B)  A professor in a science discipline in a University in the UK thinks that every single fish fossil we have was created in Noah’s flood.  This is simply because dead fish float so they usually rot or get eaten. However the catastrophic nature of Noah’s flood made it the only catastrophe catastrophic enough to actually fossilise them.


This is what Professor Andy Mcintosh of Truth in Science told me just after he gave a talk at the University of York Christian Union which I went to. More details here.

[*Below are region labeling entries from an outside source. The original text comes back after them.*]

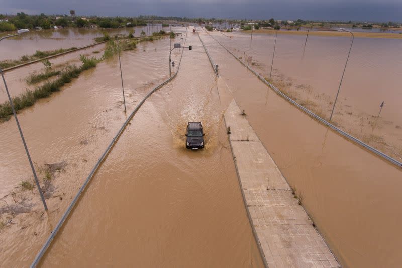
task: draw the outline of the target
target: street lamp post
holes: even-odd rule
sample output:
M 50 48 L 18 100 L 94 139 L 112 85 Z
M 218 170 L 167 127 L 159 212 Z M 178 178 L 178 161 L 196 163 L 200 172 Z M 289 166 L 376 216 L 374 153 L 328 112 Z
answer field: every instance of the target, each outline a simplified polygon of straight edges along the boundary
M 123 27 L 125 26 L 127 26 L 131 24 L 131 22 L 128 22 L 126 24 L 123 25 L 120 25 L 118 28 L 120 28 L 120 27 Z M 123 101 L 124 103 L 124 111 L 126 112 L 126 98 L 124 97 L 124 86 L 123 84 L 123 73 L 122 72 L 122 63 L 120 62 L 120 47 L 119 46 L 119 37 L 117 37 L 117 53 L 119 54 L 119 65 L 120 66 L 120 78 L 122 79 L 122 91 L 123 91 Z
M 307 29 L 307 35 L 306 36 L 306 41 L 305 41 L 305 47 L 303 48 L 303 56 L 305 55 L 305 51 L 306 50 L 306 44 L 307 44 L 307 38 L 309 37 L 309 32 L 310 31 L 310 28 L 311 27 L 309 27 L 309 29 Z
M 346 59 L 346 62 L 345 63 L 345 68 L 343 69 L 343 72 L 342 73 L 342 76 L 341 77 L 341 81 L 339 83 L 339 87 L 338 88 L 338 92 L 336 93 L 336 97 L 335 97 L 335 101 L 334 102 L 334 106 L 332 107 L 332 111 L 331 112 L 331 116 L 330 116 L 330 122 L 332 119 L 332 114 L 334 113 L 334 110 L 335 109 L 335 104 L 336 104 L 336 101 L 338 100 L 338 95 L 339 94 L 339 91 L 341 89 L 341 85 L 342 84 L 342 80 L 343 80 L 343 76 L 345 75 L 345 71 L 346 70 L 346 66 L 348 65 L 348 61 L 349 61 L 349 57 L 350 56 L 350 51 L 352 50 L 352 46 L 353 45 L 353 40 L 354 40 L 355 36 L 353 35 L 353 33 L 349 31 L 345 30 L 343 28 L 340 28 L 342 31 L 348 32 L 352 34 L 352 42 L 350 43 L 350 48 L 349 49 L 349 53 L 348 54 L 348 57 Z
M 169 77 L 172 77 L 172 51 L 175 48 L 188 48 L 189 50 L 192 50 L 192 46 L 188 46 L 188 47 L 182 47 L 181 44 L 180 43 L 175 43 L 173 44 L 173 48 L 170 50 L 170 52 L 169 53 Z
M 10 37 L 12 37 L 13 36 L 16 36 L 17 35 L 19 35 L 21 34 L 23 34 L 24 33 L 26 33 L 29 32 L 29 30 L 27 29 L 22 29 L 21 30 L 19 30 L 17 34 L 12 35 L 8 35 L 7 36 L 4 36 L 0 38 L 0 41 L 2 41 L 3 39 L 6 38 L 9 38 Z M 38 176 L 36 175 L 36 172 L 35 171 L 35 168 L 34 167 L 34 165 L 32 163 L 32 160 L 31 159 L 31 155 L 29 154 L 29 151 L 28 150 L 28 147 L 27 146 L 27 143 L 25 142 L 25 139 L 24 138 L 24 135 L 22 133 L 22 130 L 21 129 L 21 127 L 20 125 L 20 122 L 18 121 L 18 118 L 17 117 L 17 113 L 16 112 L 16 109 L 14 108 L 14 104 L 13 102 L 13 99 L 11 99 L 11 96 L 10 95 L 10 92 L 9 92 L 9 89 L 7 87 L 7 84 L 6 83 L 6 79 L 4 78 L 4 75 L 3 75 L 3 71 L 0 68 L 0 73 L 2 74 L 2 78 L 3 80 L 3 83 L 4 83 L 4 87 L 6 88 L 6 92 L 7 93 L 7 97 L 9 97 L 9 101 L 10 101 L 10 104 L 11 106 L 11 110 L 13 111 L 13 114 L 14 115 L 14 118 L 16 120 L 16 123 L 17 123 L 17 126 L 18 127 L 18 131 L 20 132 L 20 135 L 21 136 L 21 139 L 22 140 L 22 143 L 24 144 L 24 148 L 25 149 L 25 152 L 27 153 L 27 156 L 28 158 L 28 161 L 29 162 L 29 164 L 31 166 L 31 169 L 32 170 L 32 173 L 34 174 L 34 178 L 35 179 L 35 184 L 36 184 L 36 187 L 38 188 L 38 191 L 39 191 L 39 194 L 41 196 L 41 199 L 42 199 L 42 203 L 43 203 L 43 207 L 45 208 L 45 210 L 47 210 L 47 205 L 46 205 L 46 202 L 45 201 L 45 197 L 43 196 L 43 193 L 42 192 L 42 189 L 41 189 L 41 186 L 39 184 L 39 181 L 38 180 Z
M 272 62 L 271 63 L 271 72 L 269 73 L 269 80 L 271 80 L 271 75 L 272 74 L 272 66 L 273 66 L 273 57 L 275 56 L 275 48 L 276 47 L 276 37 L 278 36 L 278 30 L 275 35 L 275 43 L 273 45 L 273 54 L 272 54 Z

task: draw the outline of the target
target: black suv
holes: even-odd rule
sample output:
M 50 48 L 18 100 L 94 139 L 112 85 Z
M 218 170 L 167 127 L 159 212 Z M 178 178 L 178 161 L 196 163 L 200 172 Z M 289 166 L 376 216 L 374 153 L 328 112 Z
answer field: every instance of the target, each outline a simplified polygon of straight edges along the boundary
M 204 147 L 204 135 L 200 122 L 189 122 L 187 124 L 185 145 L 187 149 L 197 150 Z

C)  The evolution of the mind-bogglingly complex Babel fish is “irreducibly complex” meaning that if you chop any part of it off, the fish immediately dies.  This proves that it could not possibly have evolved bit by bit thereby proving Darwin wrong.

This is FICTION;

The Babel fish was "invented" by Douglas Adams, here is the full quote;
The Babel fish is small, yellow, leech-ike, and probably the oddest thing in the Universe. It feeds on brainwave energy absorbing unconscious frequencies and excreting a matrix of conscious frequencies to the speech centres of the brain. the practical upshot of which is that if you stick one in your ear, you instantly understand anything said to you in any language.

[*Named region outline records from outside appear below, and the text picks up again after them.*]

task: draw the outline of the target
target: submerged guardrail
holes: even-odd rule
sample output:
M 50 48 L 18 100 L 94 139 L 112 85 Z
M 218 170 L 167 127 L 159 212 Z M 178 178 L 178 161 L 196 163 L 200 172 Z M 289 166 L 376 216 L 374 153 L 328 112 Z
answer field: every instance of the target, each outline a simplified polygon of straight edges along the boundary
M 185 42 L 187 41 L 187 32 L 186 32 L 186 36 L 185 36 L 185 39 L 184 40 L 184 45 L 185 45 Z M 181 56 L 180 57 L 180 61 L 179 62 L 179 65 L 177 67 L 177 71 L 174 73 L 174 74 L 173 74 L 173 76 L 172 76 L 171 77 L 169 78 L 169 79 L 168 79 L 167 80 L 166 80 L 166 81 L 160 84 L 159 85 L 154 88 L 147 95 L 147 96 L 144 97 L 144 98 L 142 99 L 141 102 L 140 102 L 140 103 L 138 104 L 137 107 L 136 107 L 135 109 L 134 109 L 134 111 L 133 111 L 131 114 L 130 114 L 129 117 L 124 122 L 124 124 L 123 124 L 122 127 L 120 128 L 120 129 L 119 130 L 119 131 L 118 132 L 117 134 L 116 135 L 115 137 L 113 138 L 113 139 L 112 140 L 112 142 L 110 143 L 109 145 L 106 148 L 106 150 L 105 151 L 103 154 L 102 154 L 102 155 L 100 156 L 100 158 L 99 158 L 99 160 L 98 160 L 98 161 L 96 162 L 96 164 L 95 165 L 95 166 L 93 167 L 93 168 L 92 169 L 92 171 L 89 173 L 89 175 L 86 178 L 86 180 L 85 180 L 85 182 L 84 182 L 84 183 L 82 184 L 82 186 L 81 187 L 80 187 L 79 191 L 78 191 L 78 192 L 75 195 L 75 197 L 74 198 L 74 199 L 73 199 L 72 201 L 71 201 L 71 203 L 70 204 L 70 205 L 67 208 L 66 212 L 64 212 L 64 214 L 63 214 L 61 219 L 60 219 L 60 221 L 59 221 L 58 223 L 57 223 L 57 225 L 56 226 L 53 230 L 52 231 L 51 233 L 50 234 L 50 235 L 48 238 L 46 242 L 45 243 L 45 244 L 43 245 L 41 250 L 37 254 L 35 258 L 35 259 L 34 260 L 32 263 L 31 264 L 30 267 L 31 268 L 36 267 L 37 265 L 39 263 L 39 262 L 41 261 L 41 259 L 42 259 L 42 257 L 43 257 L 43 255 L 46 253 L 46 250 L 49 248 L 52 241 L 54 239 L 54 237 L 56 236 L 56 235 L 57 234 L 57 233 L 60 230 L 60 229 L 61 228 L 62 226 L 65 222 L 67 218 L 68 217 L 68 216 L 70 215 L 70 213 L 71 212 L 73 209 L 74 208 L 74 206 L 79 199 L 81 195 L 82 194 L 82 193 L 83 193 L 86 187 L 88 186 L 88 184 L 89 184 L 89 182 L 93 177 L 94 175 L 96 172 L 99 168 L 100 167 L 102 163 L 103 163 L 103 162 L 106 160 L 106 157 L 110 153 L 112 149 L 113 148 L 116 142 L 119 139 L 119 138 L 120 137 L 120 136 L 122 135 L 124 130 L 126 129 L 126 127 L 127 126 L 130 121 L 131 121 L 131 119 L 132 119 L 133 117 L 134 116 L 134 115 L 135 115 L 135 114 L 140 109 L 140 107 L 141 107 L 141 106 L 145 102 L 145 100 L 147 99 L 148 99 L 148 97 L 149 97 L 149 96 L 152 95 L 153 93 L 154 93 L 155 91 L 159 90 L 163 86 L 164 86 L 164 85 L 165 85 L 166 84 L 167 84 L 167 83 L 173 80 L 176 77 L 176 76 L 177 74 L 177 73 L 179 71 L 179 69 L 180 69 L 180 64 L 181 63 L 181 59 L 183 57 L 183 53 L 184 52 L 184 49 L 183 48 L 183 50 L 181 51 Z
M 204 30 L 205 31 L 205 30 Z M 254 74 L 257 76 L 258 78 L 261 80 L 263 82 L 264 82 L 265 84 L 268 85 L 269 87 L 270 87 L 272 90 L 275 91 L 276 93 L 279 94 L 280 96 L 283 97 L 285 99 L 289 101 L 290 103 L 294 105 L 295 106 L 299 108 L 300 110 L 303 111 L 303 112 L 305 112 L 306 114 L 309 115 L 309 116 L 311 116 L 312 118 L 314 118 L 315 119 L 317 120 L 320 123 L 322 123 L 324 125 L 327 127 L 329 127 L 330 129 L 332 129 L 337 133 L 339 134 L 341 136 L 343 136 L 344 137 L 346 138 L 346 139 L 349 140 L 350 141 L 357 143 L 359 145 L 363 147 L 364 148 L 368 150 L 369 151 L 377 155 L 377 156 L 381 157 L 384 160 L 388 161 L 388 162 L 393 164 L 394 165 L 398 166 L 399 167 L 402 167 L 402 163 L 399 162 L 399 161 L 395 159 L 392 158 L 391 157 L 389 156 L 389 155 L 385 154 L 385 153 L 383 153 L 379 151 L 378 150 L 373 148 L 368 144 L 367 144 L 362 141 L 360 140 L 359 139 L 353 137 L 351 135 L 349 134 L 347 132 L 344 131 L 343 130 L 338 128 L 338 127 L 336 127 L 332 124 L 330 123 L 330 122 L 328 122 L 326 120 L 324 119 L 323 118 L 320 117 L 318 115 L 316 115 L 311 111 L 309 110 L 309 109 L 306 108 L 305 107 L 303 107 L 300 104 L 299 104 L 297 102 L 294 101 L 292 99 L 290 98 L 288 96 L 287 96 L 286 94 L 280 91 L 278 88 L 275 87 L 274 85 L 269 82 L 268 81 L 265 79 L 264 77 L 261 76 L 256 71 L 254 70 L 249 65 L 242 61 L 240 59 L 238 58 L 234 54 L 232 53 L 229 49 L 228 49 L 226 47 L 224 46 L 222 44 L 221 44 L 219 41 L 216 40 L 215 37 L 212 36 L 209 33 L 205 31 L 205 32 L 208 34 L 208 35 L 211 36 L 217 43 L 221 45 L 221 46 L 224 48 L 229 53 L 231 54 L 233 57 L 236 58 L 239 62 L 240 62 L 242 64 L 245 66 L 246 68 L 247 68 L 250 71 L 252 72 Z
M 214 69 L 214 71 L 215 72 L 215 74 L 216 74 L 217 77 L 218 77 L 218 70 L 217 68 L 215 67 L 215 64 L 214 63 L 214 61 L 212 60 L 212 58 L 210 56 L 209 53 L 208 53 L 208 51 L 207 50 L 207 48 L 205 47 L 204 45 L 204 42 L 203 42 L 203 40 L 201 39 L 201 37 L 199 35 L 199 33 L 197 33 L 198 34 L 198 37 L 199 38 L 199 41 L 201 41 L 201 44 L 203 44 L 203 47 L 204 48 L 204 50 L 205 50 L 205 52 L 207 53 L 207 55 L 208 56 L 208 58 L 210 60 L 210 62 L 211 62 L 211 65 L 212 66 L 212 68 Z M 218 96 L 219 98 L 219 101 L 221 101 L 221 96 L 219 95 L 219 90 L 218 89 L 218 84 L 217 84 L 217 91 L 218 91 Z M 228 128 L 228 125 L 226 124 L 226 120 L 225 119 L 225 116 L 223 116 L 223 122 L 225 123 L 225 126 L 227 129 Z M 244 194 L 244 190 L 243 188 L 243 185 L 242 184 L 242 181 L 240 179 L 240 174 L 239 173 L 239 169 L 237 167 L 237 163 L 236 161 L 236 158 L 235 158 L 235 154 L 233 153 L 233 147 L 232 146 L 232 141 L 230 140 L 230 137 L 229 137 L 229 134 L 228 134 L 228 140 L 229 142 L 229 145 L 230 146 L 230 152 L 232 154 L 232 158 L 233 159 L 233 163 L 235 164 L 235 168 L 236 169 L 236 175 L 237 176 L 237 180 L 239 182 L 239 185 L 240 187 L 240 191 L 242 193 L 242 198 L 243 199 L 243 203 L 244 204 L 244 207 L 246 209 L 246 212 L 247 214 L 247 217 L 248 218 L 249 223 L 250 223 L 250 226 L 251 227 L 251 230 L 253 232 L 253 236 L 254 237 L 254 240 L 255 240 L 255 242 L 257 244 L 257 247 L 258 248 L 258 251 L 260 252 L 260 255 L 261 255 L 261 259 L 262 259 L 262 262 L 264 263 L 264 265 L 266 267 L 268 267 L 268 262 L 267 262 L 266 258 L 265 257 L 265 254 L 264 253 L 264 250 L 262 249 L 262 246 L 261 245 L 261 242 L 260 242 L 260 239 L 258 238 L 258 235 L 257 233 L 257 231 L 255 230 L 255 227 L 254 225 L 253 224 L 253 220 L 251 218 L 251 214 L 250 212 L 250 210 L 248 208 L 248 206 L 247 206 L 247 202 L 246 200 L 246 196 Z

Now it is such a bizarrely improbable coincidence that anything so mind-bogglingly useful could have evolved purely by chance that some thinkers have chosen to see it as a final and clinching proof of the non-existence of God. The argument goes something like this:

"I refuse to prove that I exist," says God, "for proof denies faith, and without faith I am nothing."

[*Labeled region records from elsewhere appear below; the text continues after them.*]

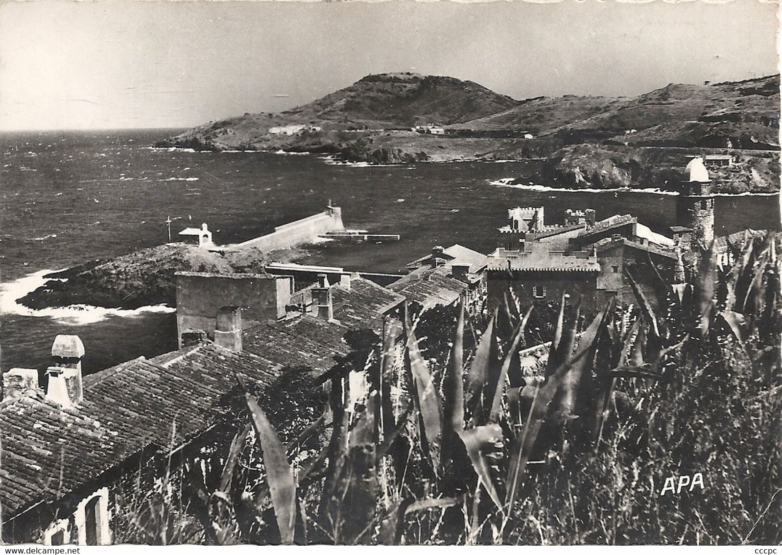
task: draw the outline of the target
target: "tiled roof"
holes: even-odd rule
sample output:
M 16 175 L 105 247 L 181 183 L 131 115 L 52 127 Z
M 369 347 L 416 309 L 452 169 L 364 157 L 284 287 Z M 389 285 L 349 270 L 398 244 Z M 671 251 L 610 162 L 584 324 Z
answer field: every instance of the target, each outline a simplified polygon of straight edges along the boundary
M 627 224 L 634 224 L 637 222 L 637 219 L 629 214 L 624 215 L 615 215 L 611 218 L 606 218 L 604 220 L 601 220 L 597 222 L 594 227 L 587 228 L 586 230 L 581 234 L 582 236 L 586 237 L 595 233 L 600 233 L 605 231 L 606 229 L 612 229 L 617 227 L 622 227 L 622 225 L 626 225 Z
M 447 266 L 453 264 L 469 264 L 471 272 L 478 272 L 482 268 L 488 258 L 486 254 L 457 243 L 443 249 L 442 253 L 429 253 L 426 256 L 416 258 L 407 266 L 407 268 L 419 268 L 429 264 L 433 258 L 445 261 Z
M 404 297 L 364 278 L 353 277 L 350 287 L 332 287 L 334 319 L 351 330 L 382 329 L 382 315 L 404 301 Z
M 334 366 L 335 355 L 349 352 L 343 339 L 348 330 L 340 323 L 304 315 L 245 330 L 242 348 L 278 369 L 306 366 L 325 372 Z
M 735 233 L 731 233 L 730 235 L 722 235 L 715 238 L 714 248 L 718 253 L 727 252 L 729 241 L 732 245 L 738 245 L 741 247 L 744 247 L 745 234 L 749 237 L 753 237 L 762 234 L 763 232 L 764 232 L 762 231 L 759 232 L 755 229 L 744 229 L 744 231 L 737 231 Z
M 650 243 L 644 245 L 637 241 L 627 239 L 626 237 L 605 237 L 594 244 L 597 249 L 597 252 L 600 252 L 619 243 L 624 244 L 630 248 L 638 249 L 639 250 L 646 250 L 647 252 L 651 252 L 655 254 L 659 254 L 660 256 L 665 257 L 666 258 L 671 258 L 672 260 L 676 259 L 676 254 L 673 250 L 660 248 L 657 245 L 654 245 Z
M 72 409 L 40 391 L 0 403 L 4 515 L 52 501 L 145 448 L 177 447 L 199 434 L 221 417 L 237 374 L 261 386 L 276 377 L 259 357 L 212 344 L 175 353 L 85 377 L 84 399 Z
M 524 255 L 508 258 L 493 258 L 490 272 L 600 272 L 600 264 L 594 258 L 580 258 L 559 254 L 550 256 Z
M 540 240 L 545 239 L 546 237 L 554 237 L 562 233 L 567 233 L 568 232 L 576 231 L 576 229 L 583 229 L 584 228 L 584 224 L 573 224 L 572 225 L 558 225 L 554 229 L 530 232 L 536 240 Z
M 388 286 L 388 289 L 419 303 L 424 308 L 450 305 L 467 287 L 467 283 L 452 277 L 450 268 L 447 267 L 420 268 Z

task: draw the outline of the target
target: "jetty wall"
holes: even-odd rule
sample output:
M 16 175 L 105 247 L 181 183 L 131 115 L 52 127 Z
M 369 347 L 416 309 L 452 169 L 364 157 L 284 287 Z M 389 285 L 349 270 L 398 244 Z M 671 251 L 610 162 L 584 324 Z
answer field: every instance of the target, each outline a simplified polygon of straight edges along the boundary
M 205 332 L 212 337 L 223 307 L 242 308 L 244 329 L 284 318 L 293 289 L 289 276 L 178 272 L 175 279 L 180 347 L 183 333 Z
M 332 231 L 342 231 L 344 229 L 342 209 L 330 206 L 320 214 L 278 225 L 274 228 L 274 231 L 268 235 L 231 245 L 225 250 L 252 247 L 264 251 L 280 250 L 312 243 L 318 236 Z

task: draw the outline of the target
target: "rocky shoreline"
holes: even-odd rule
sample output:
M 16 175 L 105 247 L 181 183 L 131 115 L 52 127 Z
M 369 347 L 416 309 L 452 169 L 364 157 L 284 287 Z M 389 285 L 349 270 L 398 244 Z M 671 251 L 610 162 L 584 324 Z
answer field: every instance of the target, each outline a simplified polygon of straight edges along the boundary
M 269 262 L 288 262 L 306 255 L 299 248 L 267 253 L 248 248 L 223 255 L 170 243 L 48 274 L 43 286 L 17 302 L 34 310 L 73 305 L 129 310 L 157 305 L 174 308 L 176 272 L 263 273 Z

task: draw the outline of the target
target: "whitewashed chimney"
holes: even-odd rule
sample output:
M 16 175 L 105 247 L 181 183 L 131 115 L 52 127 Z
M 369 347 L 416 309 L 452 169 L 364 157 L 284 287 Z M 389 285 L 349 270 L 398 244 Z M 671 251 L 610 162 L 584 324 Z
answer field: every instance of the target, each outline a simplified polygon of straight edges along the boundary
M 328 284 L 328 276 L 325 274 L 317 275 L 317 287 L 312 288 L 312 306 L 317 318 L 324 320 L 334 319 L 332 288 Z
M 70 407 L 84 398 L 81 359 L 84 345 L 77 335 L 58 335 L 52 345 L 53 366 L 46 369 L 46 398 Z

"But," says Man, "the Babel fish is a dead giveaway isn't it? It could not have evolved by chance. It proves that You do exist, and so therefore, by Your own arguments, You don't. Q.E.D."

"Oh dear," says God, "I hadn't thought of that," and promptly vanishes in a puff of logic.

Irreducible Complexity is a Creationist argument.  In fact it is a new name for Paley's old watchmaker argument which is so old Darwin himself debunked it.

- - -

Creationism or Fiction # 2

OK here we go again.  Your job is to spot which of the following claims is not CREATIONISM but has just been made up, er . . .

You know what I mean.

A) The human elbow joint is irreducibly complex and proves that evolution is impossible.

B) All cultures have a flood myth - does that not shout Noah or what?

C) Man and dinosaurs lived together - it says so in the bible. In fact dinosaurs helped to build the pyramids.

Answers on a postcard or in the comments.

1 comment:

  1. I'm embarrassed to say that I've never pondered the banana with as much awe as Kirk Cameron. How are we atheists ever going to top such convincing evidence? Oh, but wait. God made the banana for monkeys, but then we evolved from them.